Great book, I'm getting a lot out of the site and I'm looking forward to the rel...

phillc73 · on Sept 16, 2016

I wondered something similar about sqldf, because at one point my brain just seemed to work better "in" SQL.

The biggest issue I found was that sqldf was significantly slower than dplyr and other alternatives.

I started trying to mess about with something I was calling sqldf2. Didn't get very far, but there is some perhaps somewhat useful benchmarking in the R script here:

https://github.com/phillc73/sqldf2/blob/master/R/sqldf2.R

peatmoss · on Sept 16, 2016

I have a related technical question. Why couldn't something highly embeddable like SQLite be the default underlying implementation for a data frame in something like Python or R? It seems like Pandas and R data frames have a great deal redundant functionality.
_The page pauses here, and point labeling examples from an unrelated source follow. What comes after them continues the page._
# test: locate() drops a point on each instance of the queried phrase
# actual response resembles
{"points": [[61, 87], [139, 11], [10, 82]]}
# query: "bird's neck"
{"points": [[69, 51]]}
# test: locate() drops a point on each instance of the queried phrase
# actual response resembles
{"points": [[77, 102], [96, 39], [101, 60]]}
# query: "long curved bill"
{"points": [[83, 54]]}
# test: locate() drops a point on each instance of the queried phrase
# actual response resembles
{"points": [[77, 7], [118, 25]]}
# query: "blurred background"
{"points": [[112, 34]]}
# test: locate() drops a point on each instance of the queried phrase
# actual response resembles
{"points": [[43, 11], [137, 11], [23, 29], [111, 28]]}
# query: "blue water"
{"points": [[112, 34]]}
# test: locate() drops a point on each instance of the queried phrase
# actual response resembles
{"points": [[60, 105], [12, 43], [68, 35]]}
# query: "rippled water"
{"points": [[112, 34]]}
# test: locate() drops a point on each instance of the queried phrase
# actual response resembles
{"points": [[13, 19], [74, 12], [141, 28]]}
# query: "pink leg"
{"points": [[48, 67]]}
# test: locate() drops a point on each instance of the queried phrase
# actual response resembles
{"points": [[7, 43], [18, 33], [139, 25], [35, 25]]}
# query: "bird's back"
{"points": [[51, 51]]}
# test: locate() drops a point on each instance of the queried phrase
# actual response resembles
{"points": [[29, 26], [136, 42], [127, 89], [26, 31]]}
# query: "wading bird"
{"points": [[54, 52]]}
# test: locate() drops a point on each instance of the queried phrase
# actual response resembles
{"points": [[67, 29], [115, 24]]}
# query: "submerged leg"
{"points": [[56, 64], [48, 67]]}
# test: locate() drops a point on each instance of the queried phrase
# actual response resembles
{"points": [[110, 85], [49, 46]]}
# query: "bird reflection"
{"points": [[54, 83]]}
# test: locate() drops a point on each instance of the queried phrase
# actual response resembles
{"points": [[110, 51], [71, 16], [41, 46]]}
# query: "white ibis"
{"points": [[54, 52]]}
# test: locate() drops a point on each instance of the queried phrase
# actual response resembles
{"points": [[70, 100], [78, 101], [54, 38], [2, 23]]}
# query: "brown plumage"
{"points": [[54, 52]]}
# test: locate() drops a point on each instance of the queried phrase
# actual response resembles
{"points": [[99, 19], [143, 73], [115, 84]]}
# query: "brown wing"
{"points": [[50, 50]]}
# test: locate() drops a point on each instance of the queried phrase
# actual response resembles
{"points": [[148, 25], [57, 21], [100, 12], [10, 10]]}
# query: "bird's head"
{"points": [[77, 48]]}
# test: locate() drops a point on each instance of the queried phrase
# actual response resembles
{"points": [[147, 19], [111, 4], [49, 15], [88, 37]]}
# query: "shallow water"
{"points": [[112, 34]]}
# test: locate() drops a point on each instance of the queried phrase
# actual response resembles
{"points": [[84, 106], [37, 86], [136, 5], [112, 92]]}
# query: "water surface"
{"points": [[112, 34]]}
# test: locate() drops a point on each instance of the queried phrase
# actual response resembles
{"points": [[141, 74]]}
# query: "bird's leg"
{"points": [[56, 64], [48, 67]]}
SQLite seems like it has the guts to be the standard libdataframe.c for R, Python, Julia, etc. As a side benefit it already has a super consistent API (a.k.a. SQL).

hadley · on Sept 16, 2016

Because it's designed to support typically relational db workloads (i.e. Lots of changes) not data analysis workloads. Dataframes in R, pandas etc, are column oriented, which leads to better trade offs for analysis.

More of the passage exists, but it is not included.